The most known BridgeBoard is ofcourse the A2088XT. It was in my humble opinion a bit late when Commodore came to the market with it. I remember my dad had 80386 machines in his office and I was hesitating what to do. Going to follow the Commodore Amiga grow path or towards PCs and it starting LAN capabilities. Getting a 8088 in the time 286 and 386 were available was for me the reason I never got a 8088 PC BridgeBoard and later one didn’t buy an Amiga 3000 or 4000 but went to a 386. Did they have a 386 for a reasonable price at that moment maybe I was using it longer.
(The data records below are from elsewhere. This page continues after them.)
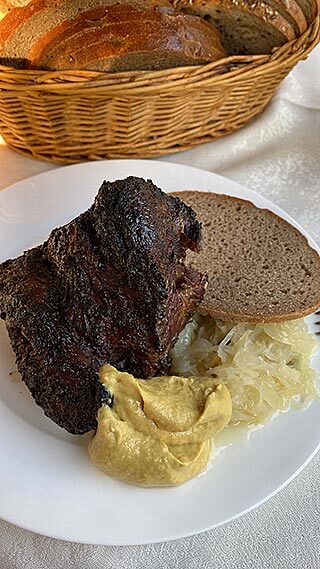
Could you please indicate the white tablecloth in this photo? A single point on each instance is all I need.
(277, 155)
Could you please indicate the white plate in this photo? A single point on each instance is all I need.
(47, 483)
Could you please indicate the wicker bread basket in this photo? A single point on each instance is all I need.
(68, 117)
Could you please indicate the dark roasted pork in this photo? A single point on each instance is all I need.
(110, 286)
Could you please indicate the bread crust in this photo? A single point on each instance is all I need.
(103, 35)
(301, 276)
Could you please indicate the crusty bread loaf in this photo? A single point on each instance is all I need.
(291, 10)
(104, 35)
(260, 267)
(309, 8)
(246, 27)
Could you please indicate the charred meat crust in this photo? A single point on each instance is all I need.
(110, 286)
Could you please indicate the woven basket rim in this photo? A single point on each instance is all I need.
(138, 82)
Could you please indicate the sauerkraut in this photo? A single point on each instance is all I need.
(265, 366)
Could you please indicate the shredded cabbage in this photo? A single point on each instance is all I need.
(265, 366)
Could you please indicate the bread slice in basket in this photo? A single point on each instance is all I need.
(260, 268)
(246, 26)
(309, 8)
(103, 35)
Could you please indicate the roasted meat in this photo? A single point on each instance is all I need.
(110, 286)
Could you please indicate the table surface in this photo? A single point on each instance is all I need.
(278, 155)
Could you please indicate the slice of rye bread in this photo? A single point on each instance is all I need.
(309, 8)
(291, 11)
(260, 268)
(105, 35)
(122, 37)
(246, 27)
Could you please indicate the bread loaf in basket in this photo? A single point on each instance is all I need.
(71, 115)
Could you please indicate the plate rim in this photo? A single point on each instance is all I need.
(234, 185)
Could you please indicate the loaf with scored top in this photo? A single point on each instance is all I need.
(104, 35)
(246, 26)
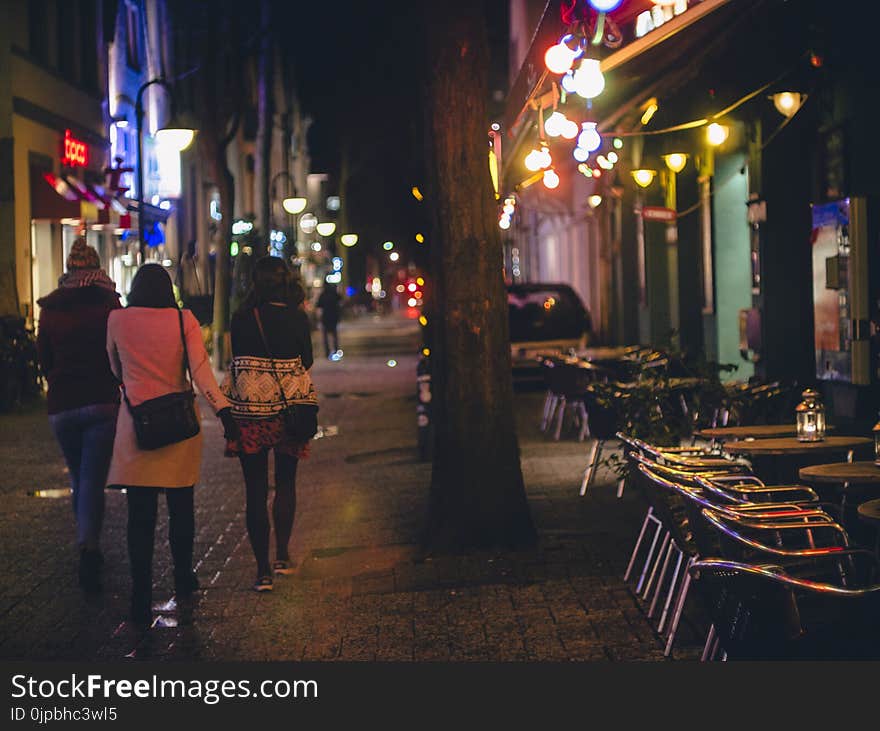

The 286 AT BridgeBoard has support for 16 bit ISA slots. This is making it more interesting than the 8-bit 8088 version. The 286 will perform about 4-5x the speed of the 8088.
It is very difficult to find 8 bit networkcards. 16 bit networkcards are easier to find. With Etherbridge you can use your PC Networkcard on your Amiga in AmigaOS/WorkBench.




These are the current 16-bit ISA cards using with my A2286:
3Com EtherLink III 3C509B-TPO (see also network settings)
OAK VGA

My A2000 with GVP 030 Accelerator Board connected to an A1084S monitor and the A2286 BridgeBoard via a VGA card to the IBM P72 monitor.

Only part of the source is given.